10. Verder heeft eiser gewezen op inkoopfacturen, waaruit blijkt dat op die betreffende factuurdatum alleen alcoholvrije wijn is ingekocht. Daaruit blijkt echter niet dat eiser in zijn horecaonderneming geen wijn heeft met alcohol. Uit de inkoopfacturen blijkt daarom niet dat de bevindingen in de proces-verbalen niet kloppen.
11. Ten overvloede merkt de rechtbank op dat deze discussie in het vervolg mogelijk voorkomen kan worden door in de proces-verbalen op te nemen of gecheckt is dat er alcohol is geschonken, door bijvoorbeeld het ruiken van de alcohol of het testen van de alcohol.
12. Dat betekent dat de burgemeester terecht een bestuurlijke boete [2] heeft opgelegd, omdat uit de proces-verbalen volgt dat in de horecaonderneming van eiser sprake is geweest van een overtreding van de Alcoholwet [3] . Aan de mystery guests is alcohol geschonken, terwijl de leeftijd van de mystery guests niet is gecontroleerd en zij niet onmiskenbaar de leeftijd van 18 jaar hadden bereikt.
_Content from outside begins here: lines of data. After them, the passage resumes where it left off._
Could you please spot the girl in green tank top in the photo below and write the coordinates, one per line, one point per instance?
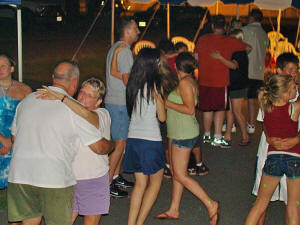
(183, 129)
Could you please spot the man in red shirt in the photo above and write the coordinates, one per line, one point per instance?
(214, 78)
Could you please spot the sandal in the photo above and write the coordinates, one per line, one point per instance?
(214, 219)
(244, 142)
(165, 216)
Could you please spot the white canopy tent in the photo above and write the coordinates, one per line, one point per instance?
(16, 4)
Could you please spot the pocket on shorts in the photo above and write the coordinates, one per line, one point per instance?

Tegen de hoogte van de boete heeft eiser geen gronden gericht. Niet gesteld of gebleken is van redenen om de boete te matigen [4] .
13. De beroepsgrond dat de boete aanvankelijk voorwaardelijk is opgelegd, heeft eiser tijdens de zitting ingetrokken. Deze grond bespreekt de rechtbank dan niet meer.

Conclusie en gevolgen

14. Het beroep is ongegrond. Dat betekent dat de opgelegde bestuurlijke boete in stand blijft. Eiser krijgt daarom het griffierecht niet terug. Voor een proceskostenveroordeling bestaat geen aanleiding.
15. Partijen zijn gewezen op de mogelijkheid om tegen de mondelinge uitspraak in hoger beroep te gaan op de hieronder omschreven wijze.

Beslissing

De rechtbank verklaart het beroep ongegrond.
Deze uitspraak is uitgesproken in het openbaar op 28 november 2024 door mr. I. Helmich, rechter, in aanwezigheid van mr. H.J.J.M. Kock, griffier.
griffier
rechter
Een afschrift van dit proces-verbaal is verzonden aan partijen op:

Informatie over hoger beroep

Een partij die het niet eens is met deze uitspraak, kan een hogerberoepschrift sturen naar de Afdeling bestuursrechtspraak van de Raad van State waarin wordt uitgelegd waarom deze partij het niet eens is met deze uitspraak. Het hogerberoepschrift moet worden ingediend binnen zes weken na de dag waarop deze uitspraak is verzonden. Kan de indiener de behandeling van het hoger beroep niet afwachten, omdat de zaak spoed heeft, dan kan de indiener de voorzieningenrechter van de Afdeling bestuursrechtspraak van de Raad van State vragen om een voorlopige voorziening (een tijdelijke maatregel) te treffen.

Voetnoten

1.Zie bijvoorbeeld de uitspraak van de Afdeling bestuursrechtspraak van de Raad van State van 8 maart 2023, ECLI:NL:RVS:2023:913.